Shakespeare’s still dead, so I attempted to come to my own conclusions. My lessons learned were pretty pedestrian: Don’t mix business with pleasure and try not to lose your mind when you get into a relationship. Don’t quote me, but I’m reasonably certain that few people besides the anonymous medieval morality playwrights and Bertolt Brecht ever said a night at the theater was supposed to be didactic.
But as a vehicle of entertainment, this version of Antony and Cleopatra is quite good.
Director Sharon Ott’s inventive staging choices constantly recast the sumptuous Blackfriars Playhouse stage. Cleverly lit back curtains part to roll out Cleopatra’s satiny bed, revealing her luxurious inner chamber. Later, a long banner of hieroglyphs descends from the ceiling as the Egyptian ruler and her attendants rise from the floor in the august surroundings of her monument hideout. In Roman scenes, soldiers and guards overlook proceedings from the balcony as their colors blanket Caesar’s power hub. Out on Sextus Pompey’s galley, he and his pirates take to the stage stairs to connote the deck, and a few barrels used as seats do a convincing job of hoisting us aboard the Good Ship Pompey.
Surprisingly, for 42 scenes with locations smeared across Alexandria, Rome, and elsewhere, the settings are easy to imagine, which may not always be the case when watching the typically bare stages of Blackfriars.
Credit is due to designer Murell Horton. Steely Roman marital garb provides austere authority, while flowing Egyptian outfits appear in fresh white before being replaced with darkened threads by play’s end; both major warring parties are buoyed and expertly informed by dress without ever crossing the line into exaggerated parody or Halloween costumery.
Maybe it was the Vienna Lager tallboys I bought from the on-stage bartender, but I’m quite sure that the company’s choice of strategically timed music aided in the believability of the play’s constant shifting of place.
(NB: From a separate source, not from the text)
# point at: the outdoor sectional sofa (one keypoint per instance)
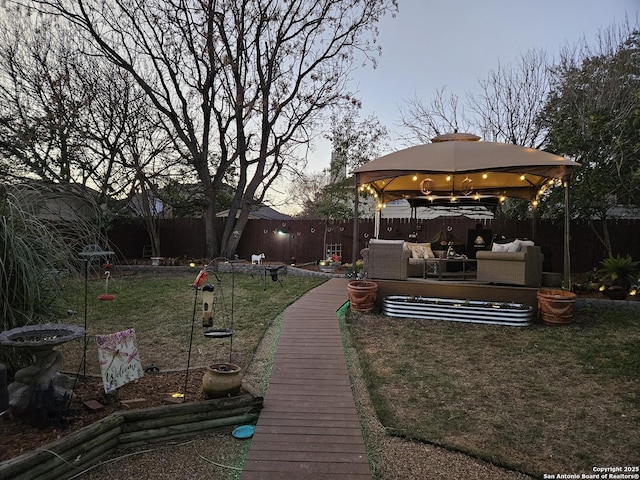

Ominous drones menace, thudding drums sketch conflict impressions, horns announce, and percussive, opaque melodies slink beckoningly.
Now about the acting. Certain members of the cast can do no wrong. They’re incredibly versatile professionals who are as at home parading as kings as holding their crotches in agony when playing fools. David Anthony Lewis (Agrippa, Philo), Sylvie Davidson (Iras, Octavia), Constance Swain (Charmian), John Harrell (Maecenas, Messenger), David Watson (Lepidus, Schoolmaster), and Ronald Román-Meléndez (Soothsayer, Pompey, and Ventidius) excel in their craft. Their very presence is engaging as they imprint their style upon the play’s poetry without ever getting tripped up by trying too hard—unlike some cloying, tiring cast members who I won’t name outright.
Happily, Zoe Speas (Cleopatra) and Geoffrey Kent (Antony) exhibit a chemistry that drives the pair’s performances to a much higher level than they seemed capable of alone—but which, to be fair, might be too much to sustain throughout their alternating bouts of self-pitying guilt and jealous rage. They’re best eye-locked in fiery desire. But as we all know, these moments—especially with the ancient world at stake—can’t last. Burning passion only creates problems, particularly for critics unsure of what to do with a history-based rom-com ending in tragedy.
See Antony and Cleopatra at the American Shakespeare Center through November 30.